Supported Dimensions: 64-8192 (covers MiniLM, BERT, OpenAI, DeepSeek-V3, etc.)

High-Throughput Mode:

# Disable sync for 456x faster writes (use for bulk ingestion)
store = VectorStore("vectors.db", dimensions=768, sync_on_write=False)

# Context manager support (auto-saves index on exit)
with VectorStore("vectors.db", dimensions=768) as store:
    store.insert("doc1", embedding)
# Index automatically saved

MmapVectorStore (Ultra-High-Throughput)

For maximum write throughput (7x faster than VectorStore):

from synadb import MmapVectorStore
import numpy as np

# Pre-allocate capacity for best performance
store = MmapVectorStore("vectors.mmap", dimensions=768, initial_capacity=100_000)

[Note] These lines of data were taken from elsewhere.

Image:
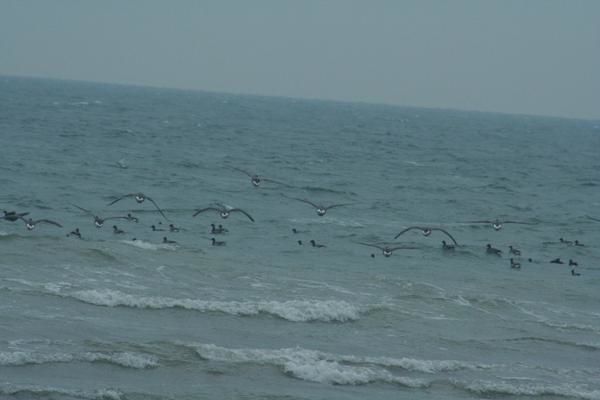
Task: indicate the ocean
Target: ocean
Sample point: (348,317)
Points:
(267,315)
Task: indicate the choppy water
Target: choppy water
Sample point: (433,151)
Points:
(109,317)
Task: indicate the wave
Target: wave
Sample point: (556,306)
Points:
(123,359)
(308,365)
(488,388)
(291,310)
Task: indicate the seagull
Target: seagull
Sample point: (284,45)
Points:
(497,224)
(215,242)
(321,210)
(223,211)
(514,251)
(140,198)
(492,250)
(12,216)
(314,244)
(256,179)
(98,221)
(426,232)
(30,223)
(386,250)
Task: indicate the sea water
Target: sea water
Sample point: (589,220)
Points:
(125,316)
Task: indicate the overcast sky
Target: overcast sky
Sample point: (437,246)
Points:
(516,56)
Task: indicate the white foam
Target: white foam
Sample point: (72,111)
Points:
(291,310)
(530,389)
(124,359)
(308,365)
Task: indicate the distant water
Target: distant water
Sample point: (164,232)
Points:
(110,317)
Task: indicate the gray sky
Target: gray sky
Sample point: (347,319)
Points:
(516,56)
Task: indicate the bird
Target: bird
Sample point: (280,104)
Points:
(98,221)
(30,223)
(386,250)
(426,232)
(223,211)
(497,224)
(256,179)
(492,250)
(448,247)
(140,198)
(12,216)
(321,210)
(218,230)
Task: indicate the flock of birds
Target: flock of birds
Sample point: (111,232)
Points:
(225,211)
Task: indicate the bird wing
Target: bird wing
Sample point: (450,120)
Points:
(206,209)
(410,228)
(122,197)
(243,212)
(47,221)
(84,210)
(371,245)
(243,171)
(447,234)
(157,207)
(336,205)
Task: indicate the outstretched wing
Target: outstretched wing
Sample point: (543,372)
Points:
(336,205)
(410,228)
(122,197)
(371,245)
(447,234)
(206,209)
(243,212)
(47,221)
(84,210)
(157,207)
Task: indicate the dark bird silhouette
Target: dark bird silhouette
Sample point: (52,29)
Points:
(426,232)
(140,198)
(223,211)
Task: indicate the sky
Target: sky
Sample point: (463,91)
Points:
(539,57)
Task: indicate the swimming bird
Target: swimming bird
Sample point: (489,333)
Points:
(492,250)
(426,232)
(98,221)
(140,198)
(321,210)
(256,179)
(215,242)
(218,230)
(497,224)
(386,250)
(448,247)
(223,211)
(12,216)
(74,233)
(30,223)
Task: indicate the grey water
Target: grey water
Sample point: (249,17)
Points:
(126,316)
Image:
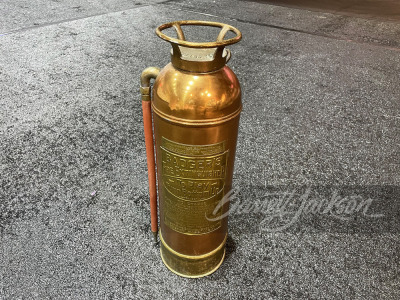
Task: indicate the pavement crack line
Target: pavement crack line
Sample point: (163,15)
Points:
(284,28)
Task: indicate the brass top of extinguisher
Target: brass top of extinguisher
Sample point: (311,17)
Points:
(195,56)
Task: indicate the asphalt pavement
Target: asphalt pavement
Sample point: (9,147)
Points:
(320,122)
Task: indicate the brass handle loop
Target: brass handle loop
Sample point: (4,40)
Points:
(220,42)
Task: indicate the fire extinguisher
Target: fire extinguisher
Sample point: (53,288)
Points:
(195,107)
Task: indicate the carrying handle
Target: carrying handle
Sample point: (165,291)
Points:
(145,90)
(220,42)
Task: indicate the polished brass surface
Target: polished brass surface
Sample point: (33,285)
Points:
(199,57)
(196,107)
(147,75)
(192,266)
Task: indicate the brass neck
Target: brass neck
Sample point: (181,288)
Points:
(199,60)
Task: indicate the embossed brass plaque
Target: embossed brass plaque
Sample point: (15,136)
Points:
(193,178)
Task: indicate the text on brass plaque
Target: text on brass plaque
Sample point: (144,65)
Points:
(193,178)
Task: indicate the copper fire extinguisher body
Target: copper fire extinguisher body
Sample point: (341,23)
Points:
(196,107)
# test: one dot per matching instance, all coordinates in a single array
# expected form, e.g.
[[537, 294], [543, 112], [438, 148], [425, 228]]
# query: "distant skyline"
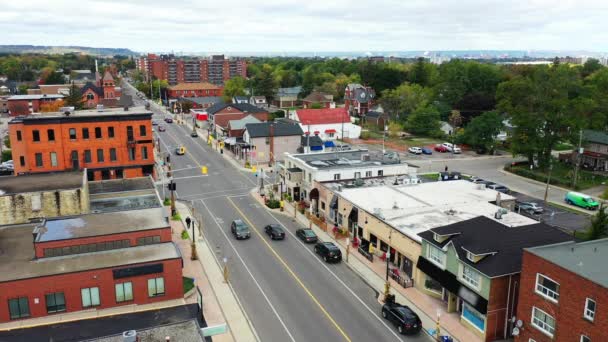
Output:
[[289, 26]]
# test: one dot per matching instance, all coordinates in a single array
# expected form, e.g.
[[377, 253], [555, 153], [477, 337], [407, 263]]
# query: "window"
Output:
[[589, 309], [436, 255], [156, 287], [542, 321], [144, 153], [90, 297], [470, 276], [19, 307], [124, 292], [547, 287], [87, 156], [53, 159], [55, 302], [38, 159]]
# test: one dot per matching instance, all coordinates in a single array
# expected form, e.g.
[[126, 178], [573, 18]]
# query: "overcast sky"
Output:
[[308, 25]]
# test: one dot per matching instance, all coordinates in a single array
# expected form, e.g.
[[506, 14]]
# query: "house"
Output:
[[358, 99], [322, 99], [563, 294], [258, 101], [220, 114], [269, 141], [475, 267], [287, 97], [328, 123]]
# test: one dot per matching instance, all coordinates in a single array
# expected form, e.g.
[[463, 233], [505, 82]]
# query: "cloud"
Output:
[[312, 25]]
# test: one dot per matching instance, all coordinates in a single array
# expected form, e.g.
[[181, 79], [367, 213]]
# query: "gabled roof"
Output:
[[257, 130], [482, 235], [322, 116]]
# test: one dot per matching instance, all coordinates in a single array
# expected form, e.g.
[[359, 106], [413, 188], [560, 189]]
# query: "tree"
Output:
[[481, 132], [234, 87]]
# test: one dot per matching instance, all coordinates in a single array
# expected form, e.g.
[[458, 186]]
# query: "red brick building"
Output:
[[109, 144], [564, 293]]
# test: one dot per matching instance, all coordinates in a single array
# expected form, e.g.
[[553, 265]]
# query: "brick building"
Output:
[[564, 293], [111, 144]]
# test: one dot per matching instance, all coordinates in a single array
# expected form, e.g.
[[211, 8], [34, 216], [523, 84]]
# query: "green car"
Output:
[[581, 200]]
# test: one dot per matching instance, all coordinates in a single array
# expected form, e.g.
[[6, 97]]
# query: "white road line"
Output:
[[338, 279], [250, 274]]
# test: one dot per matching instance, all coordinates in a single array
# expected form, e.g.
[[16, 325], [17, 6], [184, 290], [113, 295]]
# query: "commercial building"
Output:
[[113, 143], [563, 294]]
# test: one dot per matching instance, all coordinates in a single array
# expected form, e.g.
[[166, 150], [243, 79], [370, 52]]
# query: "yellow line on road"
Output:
[[292, 273]]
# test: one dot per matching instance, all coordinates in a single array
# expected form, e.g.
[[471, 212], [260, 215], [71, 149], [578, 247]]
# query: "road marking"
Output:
[[291, 272], [250, 274]]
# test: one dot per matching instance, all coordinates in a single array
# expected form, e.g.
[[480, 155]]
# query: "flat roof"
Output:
[[41, 182], [17, 250], [413, 209], [587, 259], [102, 224]]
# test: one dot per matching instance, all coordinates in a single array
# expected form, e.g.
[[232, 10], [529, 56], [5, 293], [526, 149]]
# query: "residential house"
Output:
[[474, 266], [287, 97], [563, 294], [321, 99], [269, 141], [358, 99], [328, 123]]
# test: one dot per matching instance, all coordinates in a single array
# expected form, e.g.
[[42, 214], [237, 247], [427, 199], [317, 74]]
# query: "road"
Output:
[[286, 290]]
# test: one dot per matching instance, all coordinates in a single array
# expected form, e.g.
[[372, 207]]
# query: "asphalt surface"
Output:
[[286, 290]]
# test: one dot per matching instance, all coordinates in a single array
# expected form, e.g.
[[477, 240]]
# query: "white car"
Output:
[[415, 150]]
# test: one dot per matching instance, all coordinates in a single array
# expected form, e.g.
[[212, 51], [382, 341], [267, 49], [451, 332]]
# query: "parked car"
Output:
[[406, 320], [415, 150], [529, 207], [306, 235], [581, 200], [328, 251], [240, 230], [275, 231]]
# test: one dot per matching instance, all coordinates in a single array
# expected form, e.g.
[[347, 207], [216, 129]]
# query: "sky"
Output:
[[310, 25]]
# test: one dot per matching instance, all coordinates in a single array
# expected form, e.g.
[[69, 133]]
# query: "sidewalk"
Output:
[[220, 304], [374, 275]]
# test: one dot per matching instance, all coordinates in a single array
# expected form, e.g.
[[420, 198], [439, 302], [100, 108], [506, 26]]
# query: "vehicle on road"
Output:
[[275, 231], [406, 320], [328, 251], [306, 235], [240, 230], [528, 207], [415, 150], [581, 200]]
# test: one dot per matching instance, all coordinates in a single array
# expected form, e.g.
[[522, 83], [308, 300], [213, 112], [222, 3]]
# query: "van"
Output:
[[581, 200]]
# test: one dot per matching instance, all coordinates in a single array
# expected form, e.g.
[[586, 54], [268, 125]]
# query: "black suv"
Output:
[[275, 231], [328, 251], [406, 320], [240, 230]]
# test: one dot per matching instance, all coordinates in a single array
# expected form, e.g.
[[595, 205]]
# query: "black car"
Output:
[[306, 235], [406, 320], [275, 231], [240, 230], [328, 251]]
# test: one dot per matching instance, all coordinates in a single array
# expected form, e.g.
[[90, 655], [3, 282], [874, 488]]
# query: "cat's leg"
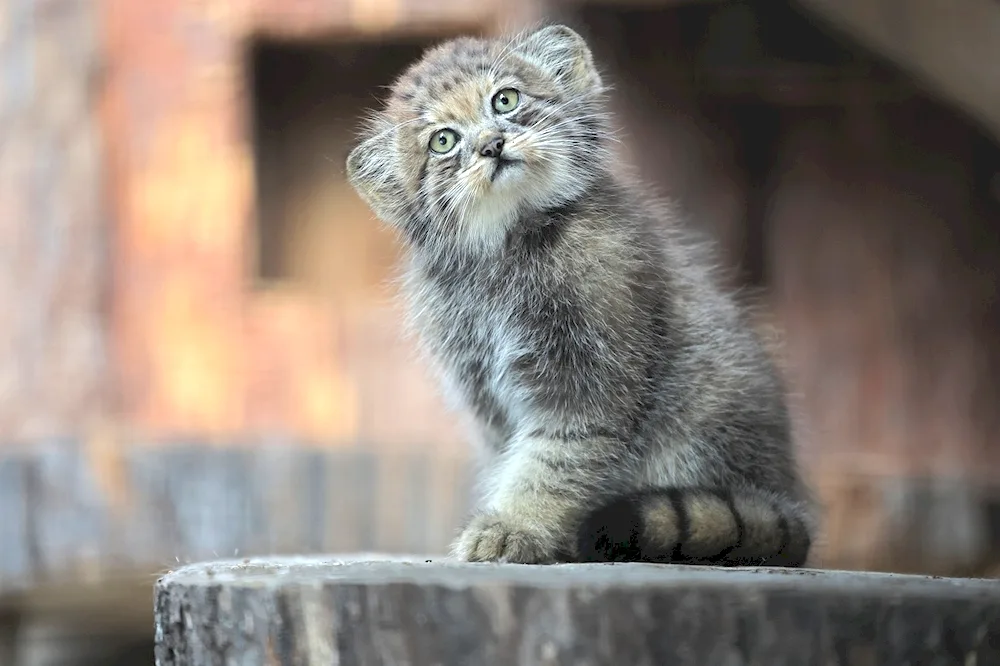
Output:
[[536, 496]]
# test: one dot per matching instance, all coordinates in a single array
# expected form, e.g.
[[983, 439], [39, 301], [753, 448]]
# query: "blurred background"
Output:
[[200, 355]]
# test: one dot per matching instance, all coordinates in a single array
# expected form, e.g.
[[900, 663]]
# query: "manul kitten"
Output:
[[625, 406]]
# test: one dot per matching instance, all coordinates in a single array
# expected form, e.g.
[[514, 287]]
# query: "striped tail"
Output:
[[717, 526]]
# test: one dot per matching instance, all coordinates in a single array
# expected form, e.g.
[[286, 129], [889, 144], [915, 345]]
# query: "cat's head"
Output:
[[480, 133]]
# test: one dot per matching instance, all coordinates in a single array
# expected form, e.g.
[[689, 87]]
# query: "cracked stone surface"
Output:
[[368, 610]]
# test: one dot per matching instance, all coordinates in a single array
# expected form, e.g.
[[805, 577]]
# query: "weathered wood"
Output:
[[422, 613]]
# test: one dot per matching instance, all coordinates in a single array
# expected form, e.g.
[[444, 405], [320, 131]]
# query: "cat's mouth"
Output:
[[502, 166]]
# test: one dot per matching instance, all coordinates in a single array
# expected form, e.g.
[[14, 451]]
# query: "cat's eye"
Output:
[[506, 100], [443, 141]]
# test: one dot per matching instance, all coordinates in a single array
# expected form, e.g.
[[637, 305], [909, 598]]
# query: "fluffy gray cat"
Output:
[[627, 408]]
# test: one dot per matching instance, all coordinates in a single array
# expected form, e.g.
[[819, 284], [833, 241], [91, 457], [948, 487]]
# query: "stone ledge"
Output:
[[418, 612]]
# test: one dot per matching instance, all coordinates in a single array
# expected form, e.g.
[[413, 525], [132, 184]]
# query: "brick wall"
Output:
[[53, 222]]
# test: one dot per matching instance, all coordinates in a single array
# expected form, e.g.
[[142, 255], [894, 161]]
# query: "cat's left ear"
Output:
[[564, 55], [372, 172]]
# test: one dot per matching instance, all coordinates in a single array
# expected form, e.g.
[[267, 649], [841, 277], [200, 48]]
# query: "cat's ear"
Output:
[[564, 54], [371, 172]]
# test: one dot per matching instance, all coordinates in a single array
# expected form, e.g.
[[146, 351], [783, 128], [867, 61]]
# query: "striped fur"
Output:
[[573, 320], [718, 526]]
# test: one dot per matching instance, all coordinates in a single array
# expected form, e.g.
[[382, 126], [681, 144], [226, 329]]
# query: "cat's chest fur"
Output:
[[475, 322]]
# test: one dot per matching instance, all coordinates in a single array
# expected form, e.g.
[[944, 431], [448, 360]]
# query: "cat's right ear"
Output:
[[371, 172]]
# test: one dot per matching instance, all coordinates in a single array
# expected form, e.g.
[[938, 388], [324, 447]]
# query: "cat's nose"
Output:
[[491, 145]]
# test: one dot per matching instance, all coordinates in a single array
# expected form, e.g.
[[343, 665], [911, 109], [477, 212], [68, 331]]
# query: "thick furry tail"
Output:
[[718, 526]]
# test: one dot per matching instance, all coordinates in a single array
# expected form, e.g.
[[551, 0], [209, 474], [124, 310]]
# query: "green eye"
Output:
[[506, 100], [443, 141]]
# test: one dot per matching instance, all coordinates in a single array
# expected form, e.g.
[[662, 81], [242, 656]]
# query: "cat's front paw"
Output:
[[490, 537]]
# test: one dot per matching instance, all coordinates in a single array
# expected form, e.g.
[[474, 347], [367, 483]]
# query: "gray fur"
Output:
[[565, 310]]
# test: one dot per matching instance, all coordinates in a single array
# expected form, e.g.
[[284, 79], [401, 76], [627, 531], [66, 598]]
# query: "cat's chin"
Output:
[[506, 169]]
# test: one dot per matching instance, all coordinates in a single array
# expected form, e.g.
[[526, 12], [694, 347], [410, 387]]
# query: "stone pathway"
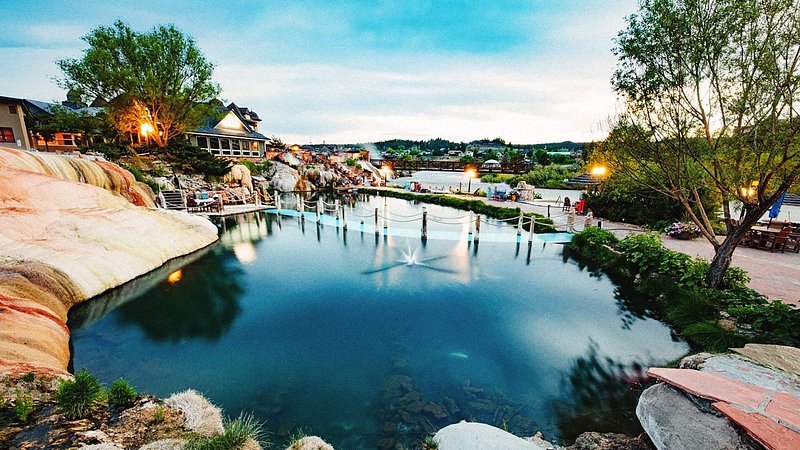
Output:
[[758, 393]]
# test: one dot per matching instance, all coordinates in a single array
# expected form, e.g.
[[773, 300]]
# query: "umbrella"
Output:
[[776, 208]]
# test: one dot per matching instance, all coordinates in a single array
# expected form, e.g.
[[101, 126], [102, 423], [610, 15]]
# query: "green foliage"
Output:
[[551, 176], [712, 337], [76, 398], [121, 393], [158, 413], [191, 159], [237, 433], [295, 437], [778, 318], [23, 406], [160, 74], [430, 443]]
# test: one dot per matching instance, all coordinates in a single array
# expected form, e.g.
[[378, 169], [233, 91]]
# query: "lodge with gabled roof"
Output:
[[235, 135]]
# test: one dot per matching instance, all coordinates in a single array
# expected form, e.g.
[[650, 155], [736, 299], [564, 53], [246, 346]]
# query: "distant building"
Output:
[[13, 131], [235, 135]]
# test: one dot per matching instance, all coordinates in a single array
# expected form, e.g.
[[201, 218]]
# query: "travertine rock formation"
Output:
[[62, 242]]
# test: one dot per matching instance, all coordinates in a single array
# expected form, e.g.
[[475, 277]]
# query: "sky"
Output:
[[351, 71]]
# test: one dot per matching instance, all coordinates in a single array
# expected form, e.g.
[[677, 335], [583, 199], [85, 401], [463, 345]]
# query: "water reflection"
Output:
[[601, 392], [203, 304]]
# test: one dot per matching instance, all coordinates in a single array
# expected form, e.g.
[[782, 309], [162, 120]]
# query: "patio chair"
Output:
[[778, 241]]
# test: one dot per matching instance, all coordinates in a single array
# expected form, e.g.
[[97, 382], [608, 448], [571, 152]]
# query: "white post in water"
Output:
[[424, 223], [471, 222], [302, 207], [533, 225]]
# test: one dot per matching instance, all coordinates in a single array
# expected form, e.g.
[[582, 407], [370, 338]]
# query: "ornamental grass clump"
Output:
[[683, 230], [76, 398], [121, 393]]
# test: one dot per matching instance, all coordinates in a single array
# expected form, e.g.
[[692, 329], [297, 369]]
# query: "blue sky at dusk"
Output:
[[358, 71]]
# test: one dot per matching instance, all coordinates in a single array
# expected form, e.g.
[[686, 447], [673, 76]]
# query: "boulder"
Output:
[[480, 436], [285, 179], [201, 416], [310, 443], [674, 420]]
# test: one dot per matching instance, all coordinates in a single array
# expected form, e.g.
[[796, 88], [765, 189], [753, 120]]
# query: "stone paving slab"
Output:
[[767, 432], [780, 357]]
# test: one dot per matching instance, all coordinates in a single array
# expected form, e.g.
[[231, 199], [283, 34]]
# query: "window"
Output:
[[7, 135]]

# Batch insert for maximum throughput
keys = [f"doc_{i}" for i in range(10000)]
vectors = np.random.randn(10000, 768).astype(np.float32)
store.insert_batch(keys, vectors)  # 7x faster than VectorStore

# Build index for fast search
store.build_index()

# Search
results = store.search(query, k=10)  # 0.6ms

Benchmark Results (10,000 vectors):

Model Dims Write/sec Search Storage
MiniLM 384 766,642 0.3ms 18.8MB
BERT 768 489,733 0.6ms 34.9MB
OpenAI ada-002 1536 278,369 1.4ms 67.2MB

Trade-offs vs VectorStore:

Aspect VectorStore MmapVectorStore
Write speed ~67K/sec ~490K/sec
Durability Per-write Checkpoint
Capacity Dynamic Pre-allocated

Gravity Well Index (Fastest Build Time)

For scenarios where index build time is critical (faster than HNSW):

from synadb import GravityWellIndex
import numpy as np

# Initialize with sample vectors (required for attractor placement)
sample_vectors = np.random.randn(1000, 768).astype(np.float32)
gwi = GravityWellIndex("vectors.gwi", dimensions=768)
gwi.initialize(sample_vectors)

# Insert vectors (O(N) build time)
keys = [f"doc_{i}" for i in range(50000)]
vectors = np.random.randn(50000, 768).astype(np.float32)
gwi.insert_batch(keys, vectors)  # 46K vectors/sec

# Search with configurable recall
results = gwi.search(query, k=10, nprobe=50)  # 98% recall, 0.5ms
results = gwi.search(query, k=10, nprobe=100)  # 100% recall, 0.8ms

GWI vs HNSW Build Time (50K vectors):

Model GWI Build HNSW Build Speedup
MiniLM (384d) 1.5s 272s 186x
BERT (768d) 3.0s 504s 168x

When to use GWI:

  • Index build time is critical
  • Data is streaming/real-time
  • Append-only storage required

When to use HNSW:

  • Search latency is critical
  • Index built once, queried many times
  • Highest recall required

Cascade Index (Experimental)

For balanced performance across build time, search speed, and recall:

from synadb import CascadeIndex
import numpy as np

# Create with preset configuration
index = CascadeIndex("vectors.cascade", dimensions=768, preset="large")

# Or custom configuration
index = CascadeIndex("vectors.cascade", dimensions=768,
                     num_hyperplanes=16, bucket_capacity=128, nprobe=8)

# Insert vectors
keys = [f"doc_{i}" for i in range(50000)]
vectors = np.random.randn(50000, 768).astype(np.float32)
index.insert_batch(keys, vectors)

# Search
query = np.random.randn(768).astype(np.float32)
results = index.search(query, k=10)

# Save and close
index.save()
index.close()

Configuration Presets:

Preset Use Case Build Speed Search Speed Recall
small <100K vectors Fast Fast 95%+
large 1M+ vectors Medium Fast 95%+
high_recall Accuracy critical Slow Medium 99%+
fast_search Latency critical Fast Very Fast 90%+

Architecture:

  1. LSH Layer - Hyperplane-based locality-sensitive hashing with multi-probe
  2. Bucket Tree - Adaptive splitting when buckets exceed threshold
  3. Sparse Graph - Local neighbor refinement for final ranking

When to use Cascade Index:

  • Need balanced build time and search speed
  • Want tunable recall/latency trade-off
  • Working with medium to large datasets (100K-10M vectors)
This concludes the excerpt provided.